A major production advantage of MDF compared with other wood based sheet materials is the relative ease of finishing panel edges without the need for time consuming filling treatments or the application of lippings or other adhesive bonded edging materials. This characteristic derives from the substantially uniform density gradient across the thickness of MDF and the absence of core voids.
MDF panel edges should be cleanly cut with sharp tools and be free from saw or cutter marks. The high cutting speeds and controlled feed rates associated with CNC routers are particularly advantageous producing smooth edges requiring a minimum preparation before finishing.
Panel edges can be sanded with any one of a number of different profile sanders chosen with regard to the shape of the profile and the scale of production. Apart from hand sanding with flexible blocks, possible systems include sanding stars, woodworking grinding wheels, flexible belt sanders with moulded pad backing or profiled sanding heads. As a general rule 80/100 grit should he used for the removal of cutter marks, and 120/150 grit as a final treatment before finishing.
More companies are changing over to woodworking grinding wheels, partly because of their ability to maintain the detail of complicated mouldings during long runs but also because the frictional heat generated at the point of contact is thought to have a burnishing effect on the MDF edge reducing the uptake of sealer.
Absorption of lacquer or paint into the machined edges of MDF can be prevented by the application of an appropriate sealer.

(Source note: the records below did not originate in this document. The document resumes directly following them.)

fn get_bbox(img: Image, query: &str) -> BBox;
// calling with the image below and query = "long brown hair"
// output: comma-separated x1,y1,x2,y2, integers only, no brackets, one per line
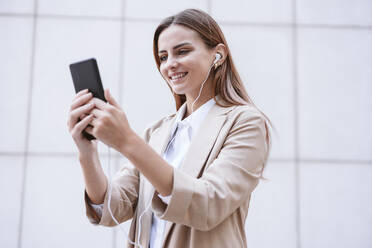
153,9,272,172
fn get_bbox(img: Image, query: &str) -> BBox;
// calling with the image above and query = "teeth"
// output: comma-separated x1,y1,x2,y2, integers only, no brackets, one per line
171,72,186,80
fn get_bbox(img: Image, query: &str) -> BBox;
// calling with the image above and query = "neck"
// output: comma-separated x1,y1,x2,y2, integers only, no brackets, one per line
184,90,213,118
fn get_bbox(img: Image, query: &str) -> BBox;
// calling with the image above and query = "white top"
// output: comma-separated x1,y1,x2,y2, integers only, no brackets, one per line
91,98,215,248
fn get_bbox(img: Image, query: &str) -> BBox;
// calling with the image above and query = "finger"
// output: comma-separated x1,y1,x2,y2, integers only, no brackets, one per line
90,108,107,118
91,97,107,110
72,115,93,137
68,103,94,130
105,89,120,107
79,114,88,120
70,92,93,110
76,89,88,96
85,126,95,136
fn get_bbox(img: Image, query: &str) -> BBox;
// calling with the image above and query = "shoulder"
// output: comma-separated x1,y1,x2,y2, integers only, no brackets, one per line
227,105,265,123
142,113,176,141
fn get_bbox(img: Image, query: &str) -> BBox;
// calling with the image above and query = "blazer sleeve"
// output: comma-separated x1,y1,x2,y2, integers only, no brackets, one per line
152,112,268,231
84,118,161,226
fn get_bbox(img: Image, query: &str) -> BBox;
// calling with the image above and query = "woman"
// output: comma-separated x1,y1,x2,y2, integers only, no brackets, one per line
69,9,270,248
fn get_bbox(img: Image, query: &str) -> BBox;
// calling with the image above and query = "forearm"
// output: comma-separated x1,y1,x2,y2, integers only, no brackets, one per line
79,156,107,204
120,133,173,196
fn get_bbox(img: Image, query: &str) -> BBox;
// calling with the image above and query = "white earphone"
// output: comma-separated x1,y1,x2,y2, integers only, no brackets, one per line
213,53,222,65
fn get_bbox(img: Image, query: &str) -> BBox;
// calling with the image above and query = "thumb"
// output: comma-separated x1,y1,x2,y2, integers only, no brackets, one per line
105,89,120,108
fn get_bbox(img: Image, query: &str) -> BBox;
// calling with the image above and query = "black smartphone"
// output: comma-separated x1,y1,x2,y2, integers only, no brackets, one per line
70,58,107,140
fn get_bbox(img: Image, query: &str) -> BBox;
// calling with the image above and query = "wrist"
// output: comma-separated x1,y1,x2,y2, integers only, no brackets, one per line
79,153,98,167
120,131,142,159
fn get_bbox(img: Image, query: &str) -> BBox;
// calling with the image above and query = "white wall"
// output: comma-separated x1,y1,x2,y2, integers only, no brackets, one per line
0,0,372,248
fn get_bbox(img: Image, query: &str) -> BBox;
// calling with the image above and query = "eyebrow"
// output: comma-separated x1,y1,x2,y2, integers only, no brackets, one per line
159,42,191,53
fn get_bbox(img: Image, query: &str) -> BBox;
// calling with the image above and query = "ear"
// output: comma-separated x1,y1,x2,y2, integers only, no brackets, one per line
214,43,227,64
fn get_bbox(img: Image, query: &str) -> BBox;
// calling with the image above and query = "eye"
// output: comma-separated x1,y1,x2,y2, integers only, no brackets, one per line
159,55,167,62
178,50,189,55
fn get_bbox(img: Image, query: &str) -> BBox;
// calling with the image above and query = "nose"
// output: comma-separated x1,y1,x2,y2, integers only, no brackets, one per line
165,56,178,70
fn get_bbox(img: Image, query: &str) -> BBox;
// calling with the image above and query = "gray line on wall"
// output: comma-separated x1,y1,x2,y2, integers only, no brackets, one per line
18,0,38,248
292,0,301,248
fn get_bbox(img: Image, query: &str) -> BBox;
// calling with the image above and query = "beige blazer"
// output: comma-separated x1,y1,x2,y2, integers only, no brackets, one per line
85,101,268,248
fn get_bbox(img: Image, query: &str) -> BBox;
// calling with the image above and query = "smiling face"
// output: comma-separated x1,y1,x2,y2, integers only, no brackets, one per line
158,25,215,100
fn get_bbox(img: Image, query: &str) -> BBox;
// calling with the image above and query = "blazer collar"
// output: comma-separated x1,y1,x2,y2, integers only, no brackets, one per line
144,98,236,245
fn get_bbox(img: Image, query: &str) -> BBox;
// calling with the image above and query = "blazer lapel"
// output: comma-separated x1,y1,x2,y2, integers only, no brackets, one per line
162,104,234,247
180,104,233,178
138,115,175,247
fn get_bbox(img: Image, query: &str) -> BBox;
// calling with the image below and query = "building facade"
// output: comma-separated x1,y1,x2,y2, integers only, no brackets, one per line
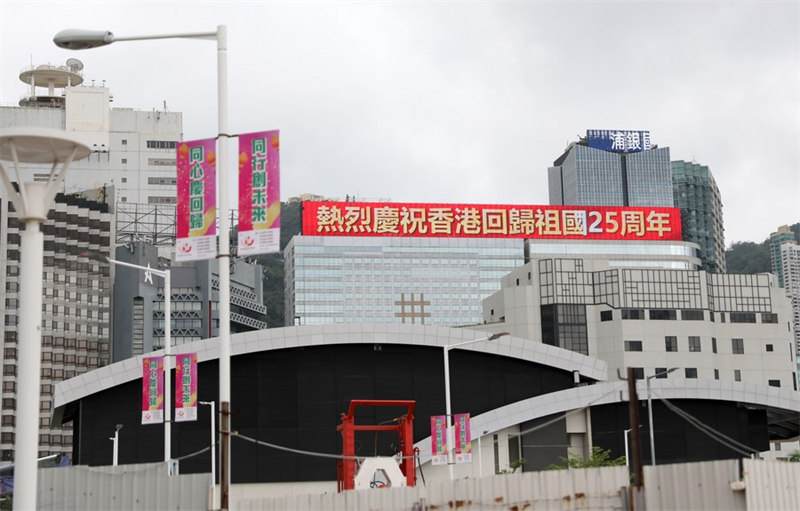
284,236,524,326
781,240,800,358
767,225,796,287
0,195,113,461
484,258,797,391
0,63,183,205
110,241,267,362
547,134,673,207
671,160,725,273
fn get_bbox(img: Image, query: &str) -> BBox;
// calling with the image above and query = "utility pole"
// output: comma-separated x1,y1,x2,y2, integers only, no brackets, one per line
628,367,644,490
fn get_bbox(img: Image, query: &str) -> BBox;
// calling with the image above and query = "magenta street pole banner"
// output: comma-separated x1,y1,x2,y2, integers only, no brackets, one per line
175,353,197,422
175,138,217,261
431,415,447,465
142,357,164,424
454,413,472,463
239,130,281,255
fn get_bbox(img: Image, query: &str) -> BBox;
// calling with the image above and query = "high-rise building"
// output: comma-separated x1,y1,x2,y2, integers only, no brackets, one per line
111,241,267,362
547,130,673,207
780,240,800,362
767,225,795,287
671,160,725,273
0,63,183,205
483,258,797,391
0,194,113,461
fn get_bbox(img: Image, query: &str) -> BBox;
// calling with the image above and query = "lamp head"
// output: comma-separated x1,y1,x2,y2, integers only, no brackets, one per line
53,28,114,50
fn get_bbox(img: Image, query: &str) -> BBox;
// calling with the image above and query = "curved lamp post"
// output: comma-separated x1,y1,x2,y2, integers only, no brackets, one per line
53,25,231,509
0,128,91,509
442,332,508,481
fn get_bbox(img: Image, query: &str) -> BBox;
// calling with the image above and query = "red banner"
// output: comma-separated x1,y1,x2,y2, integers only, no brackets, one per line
303,202,683,241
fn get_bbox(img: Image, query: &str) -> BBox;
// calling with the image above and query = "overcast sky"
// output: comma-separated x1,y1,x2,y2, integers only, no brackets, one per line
0,0,800,246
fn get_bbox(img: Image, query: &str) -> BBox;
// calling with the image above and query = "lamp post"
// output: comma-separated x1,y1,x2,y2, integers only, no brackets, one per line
53,25,231,509
199,401,217,509
647,367,678,466
109,424,122,467
442,332,508,481
0,128,90,509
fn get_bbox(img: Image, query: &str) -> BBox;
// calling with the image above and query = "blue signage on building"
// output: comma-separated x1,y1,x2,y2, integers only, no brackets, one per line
586,130,650,153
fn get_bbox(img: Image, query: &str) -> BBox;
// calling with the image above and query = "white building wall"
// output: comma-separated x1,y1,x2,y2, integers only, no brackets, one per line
484,260,797,390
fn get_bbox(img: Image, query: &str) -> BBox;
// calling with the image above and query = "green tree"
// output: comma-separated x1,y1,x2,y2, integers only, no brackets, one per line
725,241,771,274
547,445,626,470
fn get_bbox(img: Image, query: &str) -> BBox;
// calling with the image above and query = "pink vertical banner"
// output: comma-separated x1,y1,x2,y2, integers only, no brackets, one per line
238,130,281,255
175,353,197,422
454,413,472,463
175,138,217,261
431,415,447,465
142,357,164,424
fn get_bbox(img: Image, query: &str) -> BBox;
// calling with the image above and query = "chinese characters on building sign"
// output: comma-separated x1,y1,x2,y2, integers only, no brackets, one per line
175,353,197,422
175,138,217,261
453,413,472,463
142,357,164,424
303,202,682,241
238,130,281,255
586,130,651,153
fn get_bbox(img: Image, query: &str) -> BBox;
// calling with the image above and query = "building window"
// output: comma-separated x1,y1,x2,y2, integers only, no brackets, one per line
681,309,705,321
625,341,642,351
730,312,756,323
761,312,778,323
622,309,644,319
650,309,678,320
147,140,177,149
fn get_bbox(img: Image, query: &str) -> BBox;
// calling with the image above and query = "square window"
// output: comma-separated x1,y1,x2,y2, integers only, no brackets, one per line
625,341,642,351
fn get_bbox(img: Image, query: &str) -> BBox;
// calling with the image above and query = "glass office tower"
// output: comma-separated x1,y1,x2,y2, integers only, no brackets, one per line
672,160,725,273
547,139,673,207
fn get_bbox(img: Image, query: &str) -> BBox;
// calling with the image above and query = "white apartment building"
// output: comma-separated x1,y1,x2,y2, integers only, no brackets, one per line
0,59,183,204
483,258,797,391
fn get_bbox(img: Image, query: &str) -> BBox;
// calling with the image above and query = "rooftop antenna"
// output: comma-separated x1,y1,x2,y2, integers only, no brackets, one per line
67,58,83,73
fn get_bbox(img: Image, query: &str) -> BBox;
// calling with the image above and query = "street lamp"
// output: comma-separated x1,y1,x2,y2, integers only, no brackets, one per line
109,424,122,467
0,128,91,509
56,25,231,509
442,332,508,481
647,367,679,466
198,401,217,509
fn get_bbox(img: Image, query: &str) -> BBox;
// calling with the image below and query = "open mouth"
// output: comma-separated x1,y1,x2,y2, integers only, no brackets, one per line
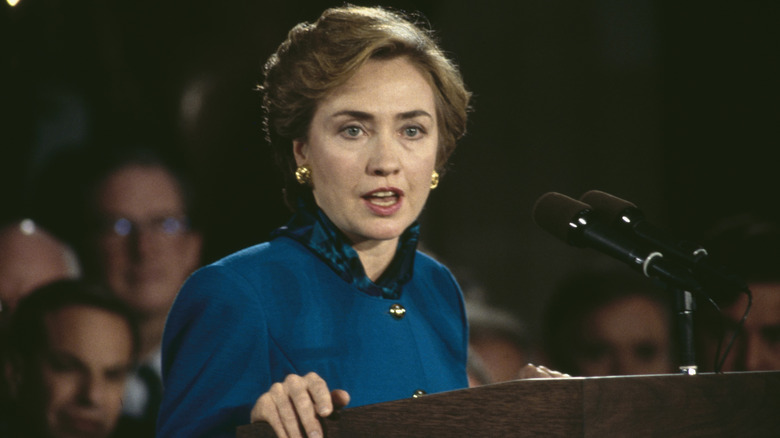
363,190,400,207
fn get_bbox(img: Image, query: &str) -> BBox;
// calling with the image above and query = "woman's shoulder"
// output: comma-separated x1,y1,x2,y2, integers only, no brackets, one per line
414,251,451,276
183,237,312,290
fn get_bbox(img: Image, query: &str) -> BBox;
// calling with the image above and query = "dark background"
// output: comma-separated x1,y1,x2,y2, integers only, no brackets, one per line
0,0,780,342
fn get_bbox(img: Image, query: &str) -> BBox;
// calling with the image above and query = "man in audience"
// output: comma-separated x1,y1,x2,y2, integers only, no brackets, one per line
694,214,780,371
0,280,140,438
79,149,202,433
543,266,676,376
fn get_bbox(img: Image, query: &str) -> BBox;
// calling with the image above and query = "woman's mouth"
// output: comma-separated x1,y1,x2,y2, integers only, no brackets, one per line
364,190,398,207
363,188,403,216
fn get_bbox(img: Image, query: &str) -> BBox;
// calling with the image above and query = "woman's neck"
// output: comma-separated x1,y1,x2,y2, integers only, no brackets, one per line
352,238,398,282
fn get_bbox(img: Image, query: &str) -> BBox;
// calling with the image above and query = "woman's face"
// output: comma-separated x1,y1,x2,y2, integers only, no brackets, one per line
293,57,439,244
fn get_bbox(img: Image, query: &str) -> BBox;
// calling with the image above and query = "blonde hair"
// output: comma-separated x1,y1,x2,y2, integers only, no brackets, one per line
259,5,471,208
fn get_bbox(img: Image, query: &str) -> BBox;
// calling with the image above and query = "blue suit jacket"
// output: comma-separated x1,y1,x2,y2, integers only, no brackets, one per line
157,237,468,438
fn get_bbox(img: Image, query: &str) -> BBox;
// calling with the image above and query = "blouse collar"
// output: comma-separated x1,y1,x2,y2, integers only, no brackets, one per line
271,200,420,299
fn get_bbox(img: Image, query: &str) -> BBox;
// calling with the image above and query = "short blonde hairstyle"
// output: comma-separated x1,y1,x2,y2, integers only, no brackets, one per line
259,5,471,209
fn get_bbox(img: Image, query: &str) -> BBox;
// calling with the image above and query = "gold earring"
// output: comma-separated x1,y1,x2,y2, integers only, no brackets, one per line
295,165,311,185
431,170,439,190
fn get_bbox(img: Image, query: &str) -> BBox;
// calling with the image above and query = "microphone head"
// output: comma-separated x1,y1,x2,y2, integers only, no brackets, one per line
533,192,590,243
580,190,639,222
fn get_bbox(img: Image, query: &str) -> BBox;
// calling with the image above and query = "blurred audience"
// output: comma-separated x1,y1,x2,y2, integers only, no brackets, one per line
73,148,202,436
694,213,780,371
30,145,202,436
0,280,139,438
543,266,675,376
466,299,531,384
0,219,81,320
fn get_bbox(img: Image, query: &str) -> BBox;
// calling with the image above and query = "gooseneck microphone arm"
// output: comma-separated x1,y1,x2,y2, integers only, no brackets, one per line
533,192,702,375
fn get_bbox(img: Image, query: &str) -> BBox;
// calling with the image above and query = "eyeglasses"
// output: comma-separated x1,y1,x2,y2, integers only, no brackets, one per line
103,216,190,237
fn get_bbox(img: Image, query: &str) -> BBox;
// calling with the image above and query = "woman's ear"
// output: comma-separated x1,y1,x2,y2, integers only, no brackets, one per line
293,139,308,166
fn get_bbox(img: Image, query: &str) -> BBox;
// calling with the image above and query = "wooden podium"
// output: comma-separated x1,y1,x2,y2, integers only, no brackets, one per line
237,371,780,438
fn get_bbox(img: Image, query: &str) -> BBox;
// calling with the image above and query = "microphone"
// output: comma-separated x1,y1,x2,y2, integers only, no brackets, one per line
533,192,701,292
580,190,747,291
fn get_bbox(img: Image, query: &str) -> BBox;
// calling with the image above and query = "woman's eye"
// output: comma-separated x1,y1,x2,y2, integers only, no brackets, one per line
341,126,363,137
404,126,423,137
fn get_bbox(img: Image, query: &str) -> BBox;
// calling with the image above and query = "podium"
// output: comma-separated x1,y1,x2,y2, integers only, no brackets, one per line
237,371,780,438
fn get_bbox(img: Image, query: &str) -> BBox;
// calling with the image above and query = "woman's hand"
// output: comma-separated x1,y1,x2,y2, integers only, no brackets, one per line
517,363,571,379
250,373,349,438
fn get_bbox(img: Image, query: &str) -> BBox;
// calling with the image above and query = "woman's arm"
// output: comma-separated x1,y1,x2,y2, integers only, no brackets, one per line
157,266,272,438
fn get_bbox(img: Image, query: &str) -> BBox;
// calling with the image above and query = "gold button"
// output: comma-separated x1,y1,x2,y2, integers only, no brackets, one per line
390,303,406,319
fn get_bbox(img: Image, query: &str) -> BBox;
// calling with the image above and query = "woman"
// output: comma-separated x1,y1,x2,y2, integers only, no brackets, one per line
158,6,552,437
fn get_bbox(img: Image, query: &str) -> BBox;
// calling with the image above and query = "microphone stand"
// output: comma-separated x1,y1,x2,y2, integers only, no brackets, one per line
670,288,696,376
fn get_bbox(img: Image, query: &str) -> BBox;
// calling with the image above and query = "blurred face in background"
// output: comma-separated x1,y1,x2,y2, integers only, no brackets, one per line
575,295,674,376
28,305,132,438
700,283,780,371
96,165,201,317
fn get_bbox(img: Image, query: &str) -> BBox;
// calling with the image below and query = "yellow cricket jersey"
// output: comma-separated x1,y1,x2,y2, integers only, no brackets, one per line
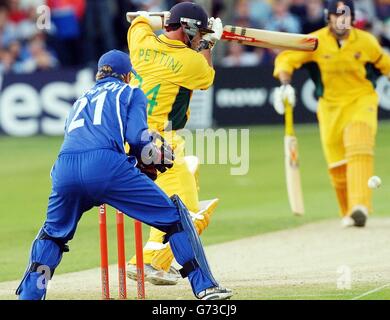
127,17,215,132
274,27,390,103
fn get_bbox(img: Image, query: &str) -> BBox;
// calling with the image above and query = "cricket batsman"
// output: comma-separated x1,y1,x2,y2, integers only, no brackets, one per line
16,50,232,300
274,0,390,227
127,2,223,285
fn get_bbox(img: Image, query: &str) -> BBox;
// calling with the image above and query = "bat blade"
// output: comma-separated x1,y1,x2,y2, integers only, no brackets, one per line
221,25,318,51
284,135,305,216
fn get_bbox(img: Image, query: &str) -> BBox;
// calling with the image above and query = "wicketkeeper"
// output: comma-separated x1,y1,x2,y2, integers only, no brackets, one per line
274,0,390,227
16,50,232,300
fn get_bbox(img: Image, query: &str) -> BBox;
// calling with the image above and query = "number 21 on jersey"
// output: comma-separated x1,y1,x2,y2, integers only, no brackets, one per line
67,91,107,133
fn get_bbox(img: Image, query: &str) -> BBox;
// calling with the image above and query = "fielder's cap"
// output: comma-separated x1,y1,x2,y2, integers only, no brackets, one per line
98,50,137,75
327,0,355,18
167,2,214,33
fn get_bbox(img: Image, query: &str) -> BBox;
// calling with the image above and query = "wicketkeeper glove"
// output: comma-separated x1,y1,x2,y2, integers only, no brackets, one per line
274,84,296,115
199,17,223,51
137,132,175,180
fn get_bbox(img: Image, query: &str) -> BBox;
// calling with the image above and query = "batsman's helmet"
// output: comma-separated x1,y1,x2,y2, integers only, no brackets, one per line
167,2,214,36
325,0,355,21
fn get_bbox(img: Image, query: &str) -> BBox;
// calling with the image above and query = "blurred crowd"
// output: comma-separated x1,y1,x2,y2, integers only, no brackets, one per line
0,0,390,73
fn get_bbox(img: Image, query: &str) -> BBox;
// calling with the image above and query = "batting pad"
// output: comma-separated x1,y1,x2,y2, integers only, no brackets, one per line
169,195,218,294
151,199,219,272
344,122,375,215
329,164,348,216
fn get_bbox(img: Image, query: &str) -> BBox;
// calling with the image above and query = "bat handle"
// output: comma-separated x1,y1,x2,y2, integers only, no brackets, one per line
126,12,164,22
283,100,295,136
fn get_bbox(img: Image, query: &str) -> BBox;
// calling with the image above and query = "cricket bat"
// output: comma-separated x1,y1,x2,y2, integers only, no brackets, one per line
284,101,305,216
126,12,318,51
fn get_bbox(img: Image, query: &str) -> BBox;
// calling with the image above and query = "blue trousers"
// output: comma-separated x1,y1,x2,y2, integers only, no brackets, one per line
16,149,215,299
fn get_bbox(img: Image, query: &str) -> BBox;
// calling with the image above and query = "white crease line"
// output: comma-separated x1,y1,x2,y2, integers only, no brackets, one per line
253,293,352,299
351,283,390,300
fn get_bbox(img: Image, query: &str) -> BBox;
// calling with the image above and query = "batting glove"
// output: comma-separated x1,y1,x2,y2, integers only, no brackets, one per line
137,11,170,31
274,84,296,115
201,17,223,49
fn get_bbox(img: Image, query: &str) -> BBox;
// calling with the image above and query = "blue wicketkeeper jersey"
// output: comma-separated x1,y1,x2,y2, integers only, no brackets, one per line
60,77,151,155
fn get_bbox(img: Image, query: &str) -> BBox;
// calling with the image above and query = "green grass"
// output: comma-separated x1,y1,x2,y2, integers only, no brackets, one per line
0,122,390,281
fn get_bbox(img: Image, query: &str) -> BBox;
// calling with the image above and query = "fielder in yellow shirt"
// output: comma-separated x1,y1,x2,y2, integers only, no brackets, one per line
128,2,222,285
274,0,390,227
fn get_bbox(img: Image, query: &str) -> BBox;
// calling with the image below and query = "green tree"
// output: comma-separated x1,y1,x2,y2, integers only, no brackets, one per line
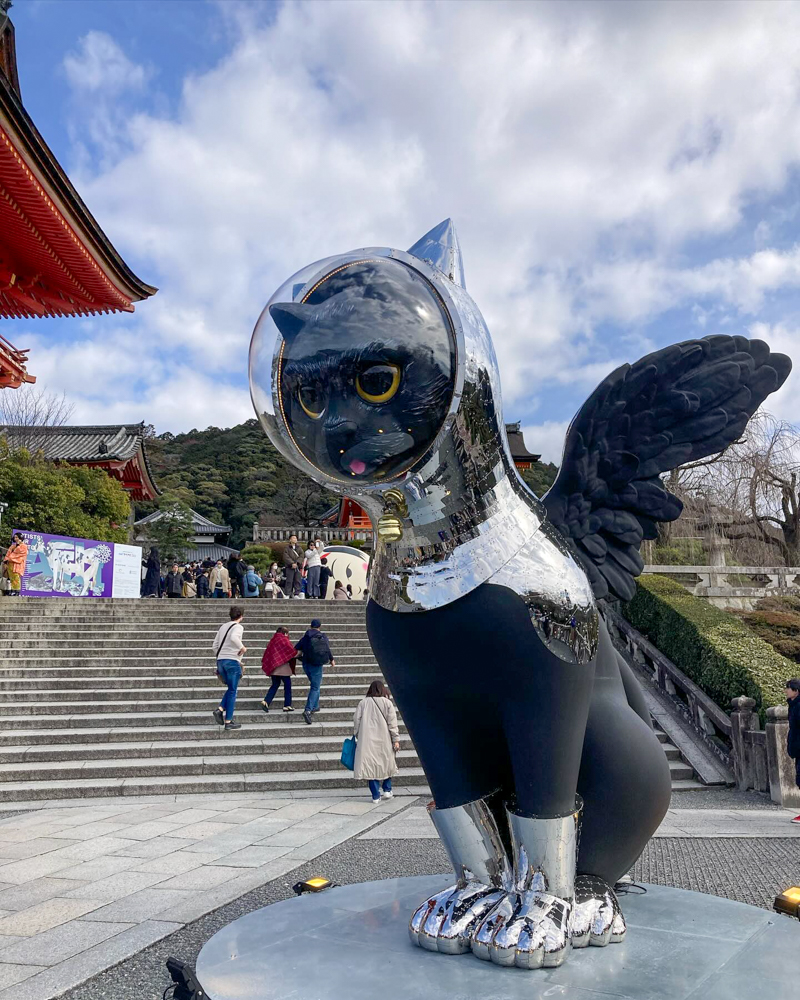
0,438,130,544
147,494,194,565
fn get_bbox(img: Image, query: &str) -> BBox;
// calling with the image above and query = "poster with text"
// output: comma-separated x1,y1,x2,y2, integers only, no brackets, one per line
16,529,142,597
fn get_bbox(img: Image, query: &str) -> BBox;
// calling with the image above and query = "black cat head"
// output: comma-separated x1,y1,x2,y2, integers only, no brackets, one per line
269,258,456,484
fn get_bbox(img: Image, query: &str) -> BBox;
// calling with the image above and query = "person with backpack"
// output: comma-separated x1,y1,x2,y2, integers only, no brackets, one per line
353,681,400,802
785,677,800,823
242,566,264,597
261,625,297,712
211,604,247,729
208,559,231,597
294,618,336,726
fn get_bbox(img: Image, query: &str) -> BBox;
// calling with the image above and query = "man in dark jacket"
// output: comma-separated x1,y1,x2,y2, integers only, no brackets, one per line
283,535,303,597
294,618,336,726
786,677,800,823
166,563,183,597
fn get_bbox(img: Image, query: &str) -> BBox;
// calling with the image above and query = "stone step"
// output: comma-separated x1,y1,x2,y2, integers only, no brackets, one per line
0,766,426,802
3,698,370,730
0,671,380,705
0,746,419,790
0,657,380,689
0,676,380,692
0,682,372,716
0,736,413,765
0,724,388,759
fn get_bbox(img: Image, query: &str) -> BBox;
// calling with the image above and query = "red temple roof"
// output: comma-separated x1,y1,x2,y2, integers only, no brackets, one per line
0,3,156,330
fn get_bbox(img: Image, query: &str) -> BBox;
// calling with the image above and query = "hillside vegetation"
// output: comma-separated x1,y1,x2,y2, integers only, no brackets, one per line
136,419,337,547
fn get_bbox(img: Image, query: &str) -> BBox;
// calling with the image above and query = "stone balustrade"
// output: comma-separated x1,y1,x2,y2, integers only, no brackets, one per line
644,565,800,611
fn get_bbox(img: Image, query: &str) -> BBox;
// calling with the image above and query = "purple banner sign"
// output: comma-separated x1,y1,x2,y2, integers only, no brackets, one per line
17,529,142,597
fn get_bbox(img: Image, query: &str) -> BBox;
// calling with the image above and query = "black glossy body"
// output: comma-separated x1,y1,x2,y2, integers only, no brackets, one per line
367,583,671,885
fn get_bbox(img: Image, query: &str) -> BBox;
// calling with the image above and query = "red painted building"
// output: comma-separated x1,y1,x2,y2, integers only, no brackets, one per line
0,0,156,388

Several different resin types including shellac, sanding sealer and diluted polyvinyl acetate (PVAC) adhesive have been used for this purpose with varying degrees of success. Nowadays, the best results are obtained with specially formulated, high solids sealers based on two component catalysed resins, polyurethane, polyester and acid catalysed systems in particular. These materials effectively seal any porosity in the edges of the MDF and, advantageously, the cured film is resistant to softening by solvents in subsequently applied finishing materials
The following procedure is recommended when using two component, catalysed sealers:
Apply sealer to board edges by wiping, brush, roller or spray.
Allow the sealer to cure for the suppliers specified period at room temperature. A shorter period at elevated temperature may be acceptable subject to a minimum flash off time before applying heat.
Denib by hand using 360 grit paper, a flexible pad, or abrasive brush fitted to an air operated grinder.
On automated lines, the sealed edges can be denibbed automatically using an abrasive brush or sanding disc.
The sealed edge can be stained, if required, and then finished with one or two coats of clear or tinted lacquer to match the finish on the surface. Alternatively, the surfaces and sealed edges can be finished with one or two coats of paint. Assurance of compatibility of sealer, stain and lacquer should be obtained from the suppliers.